Boarding was smooth; Oceania registers folks in three classes (Penthouse & up, Concierge and all others), but the process was smooth (except for some language barriers with our person) for all, and everyone was boarding by about 1200-1230.
The ship is beautiful; its feel will be comfortable to previous Oceania cruisers (doesn't repeat, but does rhyme, and getting around is quickly learned). High-end English Country Manor feel, excellent artwork, very good touches throughout the ship that are low-key but elegant. The Concierge and Exec Lounges were more useful than we might have thought; great place to get a snack, a map or to get info without trudging down to reception. Service staff was top notch and responsive to our needs.
We did mostly private excursions, but when we did the ship tours, they were well-organized. The wait for tours in the show lounge, though, was hot, humid and less comfortable than we would want. Oceania may want to consider assigning a few other locales for groups to meet and wait, thus avoiding the stampede when a tour number is called.Food is rightfully one of the reasons to sail Oceania. The four specialty restaurants were very good; our favorite was Red Ginger. The Terrace Cafe, especially with the addition of the grill, is a good option any night you didn't feel like waiting or dressing up. For breakfast, though, it got pretty hectic, and seems as though they should consider removing some of the tables to create a better flow. The wait staff also seemed to get overwhelmed at times (not being timely with requested items) due to the crush. The Waves Grill is one of the best locales at which to eat an excellent casual lunch; their array of foods and options would be hard to beat. The Baristas is also a hit, although a redesign of the library would allow us to take our coffee into a nice quiet area without the passing throngs meandering by. Of course, we would also have wanted 2-3 more nights in one of the specialty restaurants...

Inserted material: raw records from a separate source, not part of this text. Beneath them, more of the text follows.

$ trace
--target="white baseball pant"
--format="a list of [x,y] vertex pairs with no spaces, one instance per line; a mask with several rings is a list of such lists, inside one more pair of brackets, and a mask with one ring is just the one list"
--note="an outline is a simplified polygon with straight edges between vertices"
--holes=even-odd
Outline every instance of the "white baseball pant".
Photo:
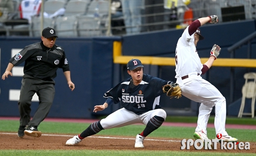
[[166,117],[165,111],[162,109],[151,110],[138,115],[123,108],[101,120],[101,124],[104,129],[121,127],[135,123],[147,125],[150,119],[155,115],[162,117],[165,120]]
[[197,126],[196,131],[203,130],[207,133],[206,127],[210,113],[215,106],[214,126],[216,134],[228,135],[225,129],[226,122],[226,99],[219,90],[200,75],[189,75],[189,77],[183,80],[177,79],[182,95],[191,100],[201,103],[199,109]]

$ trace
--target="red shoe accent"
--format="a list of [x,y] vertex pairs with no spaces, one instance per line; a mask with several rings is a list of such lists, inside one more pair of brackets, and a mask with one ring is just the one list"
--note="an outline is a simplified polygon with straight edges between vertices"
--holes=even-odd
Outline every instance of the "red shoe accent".
[[83,139],[84,138],[80,137],[80,134],[78,135],[78,137],[79,138],[79,139]]

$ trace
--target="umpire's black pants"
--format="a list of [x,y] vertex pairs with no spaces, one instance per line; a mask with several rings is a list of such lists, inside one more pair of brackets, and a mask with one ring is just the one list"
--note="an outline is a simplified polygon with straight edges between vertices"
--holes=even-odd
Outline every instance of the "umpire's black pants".
[[[22,84],[18,101],[20,115],[20,125],[38,126],[50,111],[55,94],[55,82],[53,80],[43,80],[25,74]],[[30,121],[31,100],[35,93],[39,98],[39,106]]]

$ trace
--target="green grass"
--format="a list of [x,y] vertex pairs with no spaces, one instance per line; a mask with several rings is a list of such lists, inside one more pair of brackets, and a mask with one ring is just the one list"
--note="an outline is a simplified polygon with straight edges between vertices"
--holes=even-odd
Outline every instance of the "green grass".
[[[0,156],[225,156],[241,155],[241,153],[191,152],[187,151],[115,151],[115,150],[0,150]],[[253,156],[255,154],[242,153],[243,156]]]
[[[44,121],[38,127],[38,129],[45,133],[80,134],[86,129],[90,123],[65,123]],[[19,121],[15,120],[0,120],[0,132],[17,133]],[[129,136],[135,137],[136,134],[142,132],[145,126],[143,125],[132,125],[120,128],[113,128],[102,130],[96,135],[101,136]],[[195,128],[177,127],[162,126],[150,134],[148,137],[175,138],[180,139],[193,138],[193,134]],[[229,135],[238,138],[240,141],[256,142],[256,130],[248,129],[227,129]],[[207,134],[210,139],[215,137],[214,128],[208,128]],[[189,151],[147,151],[141,150],[0,150],[1,156],[234,156],[241,155],[237,153],[191,152]],[[244,156],[252,156],[253,153],[243,153]]]
[[[65,133],[78,134],[80,133],[90,125],[90,123],[58,122],[44,121],[38,127],[38,130],[45,133]],[[16,133],[19,122],[14,120],[0,120],[0,131]],[[97,135],[135,136],[141,133],[145,126],[132,125],[120,128],[102,130]],[[161,126],[149,136],[150,137],[178,139],[193,138],[195,128]],[[229,134],[238,138],[240,141],[256,142],[256,130],[227,129]],[[215,129],[207,129],[208,138],[215,138]]]
[[[214,116],[210,117],[208,123],[214,123]],[[169,116],[166,117],[165,121],[167,122],[196,123],[197,122],[197,117]],[[248,118],[227,117],[226,123],[256,125],[256,119]]]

We also ate in La Reserve one night. The wines were quite good, although the food wasn't significantly different than elsewhere on the ship, so we're not sure if we would do it again. Not so much that it was not good, but the meals throughout the ship are excellent, so it is tough to move another notch up for the locale.

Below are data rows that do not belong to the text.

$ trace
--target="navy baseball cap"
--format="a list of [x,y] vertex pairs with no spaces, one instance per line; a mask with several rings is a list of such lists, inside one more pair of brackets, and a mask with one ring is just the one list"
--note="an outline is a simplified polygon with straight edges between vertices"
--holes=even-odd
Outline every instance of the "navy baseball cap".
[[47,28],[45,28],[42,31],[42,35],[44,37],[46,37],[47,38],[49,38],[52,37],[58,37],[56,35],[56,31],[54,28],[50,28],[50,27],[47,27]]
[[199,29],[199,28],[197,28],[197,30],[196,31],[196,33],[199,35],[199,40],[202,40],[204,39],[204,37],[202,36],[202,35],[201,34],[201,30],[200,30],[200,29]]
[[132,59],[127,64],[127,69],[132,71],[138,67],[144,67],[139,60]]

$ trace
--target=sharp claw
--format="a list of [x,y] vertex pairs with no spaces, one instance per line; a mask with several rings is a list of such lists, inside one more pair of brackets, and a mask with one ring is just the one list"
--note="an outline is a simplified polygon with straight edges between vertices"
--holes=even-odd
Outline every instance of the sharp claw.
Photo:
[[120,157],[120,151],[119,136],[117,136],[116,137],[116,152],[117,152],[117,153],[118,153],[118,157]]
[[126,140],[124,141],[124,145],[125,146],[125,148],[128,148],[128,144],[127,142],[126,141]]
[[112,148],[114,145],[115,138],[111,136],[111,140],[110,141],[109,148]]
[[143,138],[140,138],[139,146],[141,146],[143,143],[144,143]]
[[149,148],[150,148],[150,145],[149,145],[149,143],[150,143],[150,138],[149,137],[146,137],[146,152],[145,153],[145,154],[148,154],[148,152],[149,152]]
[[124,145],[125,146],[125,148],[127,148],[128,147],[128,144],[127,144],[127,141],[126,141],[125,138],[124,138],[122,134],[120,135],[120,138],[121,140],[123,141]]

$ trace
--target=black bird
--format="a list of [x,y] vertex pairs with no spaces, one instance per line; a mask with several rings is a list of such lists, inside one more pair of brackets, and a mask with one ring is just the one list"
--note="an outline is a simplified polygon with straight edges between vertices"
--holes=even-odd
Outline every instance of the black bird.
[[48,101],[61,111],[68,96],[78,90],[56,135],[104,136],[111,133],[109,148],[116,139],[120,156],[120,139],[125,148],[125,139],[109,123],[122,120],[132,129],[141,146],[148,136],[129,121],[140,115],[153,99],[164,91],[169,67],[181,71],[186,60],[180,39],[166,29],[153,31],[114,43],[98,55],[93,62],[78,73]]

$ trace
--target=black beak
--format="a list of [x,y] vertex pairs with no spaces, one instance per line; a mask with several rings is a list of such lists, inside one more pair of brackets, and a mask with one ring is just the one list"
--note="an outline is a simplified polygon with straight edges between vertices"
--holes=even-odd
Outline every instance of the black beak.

Entertainment was acceptable, better than on the R ships, but not that much better IMHO. The show lounge also has a "low roof" feel and fixed row seats, which makes it difficult to sit if you're late. We would advocate they move to a small table/bankette configuration to make it more like a Vegas lounge. Another issue is the fixed show times around 9:45. With about a dozen ports, we were out most days, and didn't want to rush dinner, so we did not attend many of the shows. Perhaps they might, especially on sea days, consider an early show time, or two shows, so people could either eat early and see a show or vice versa. The string quartet played each evening, and we usually sat in on their mini-concerts. The location wasn't the greatest (in the big hallway leading to the main dining room), but people were respectful of those listening as they trundled by.Disembarkation was smooth, and the transit to the airport went without a hitch. Oceania also provided port shuttles at 3 stops, and we tendered into the small Biscay ports (tendering is more efficient than on the R ships, but the wait in the lounge, once again, made for a mad dash for the tender line more than once).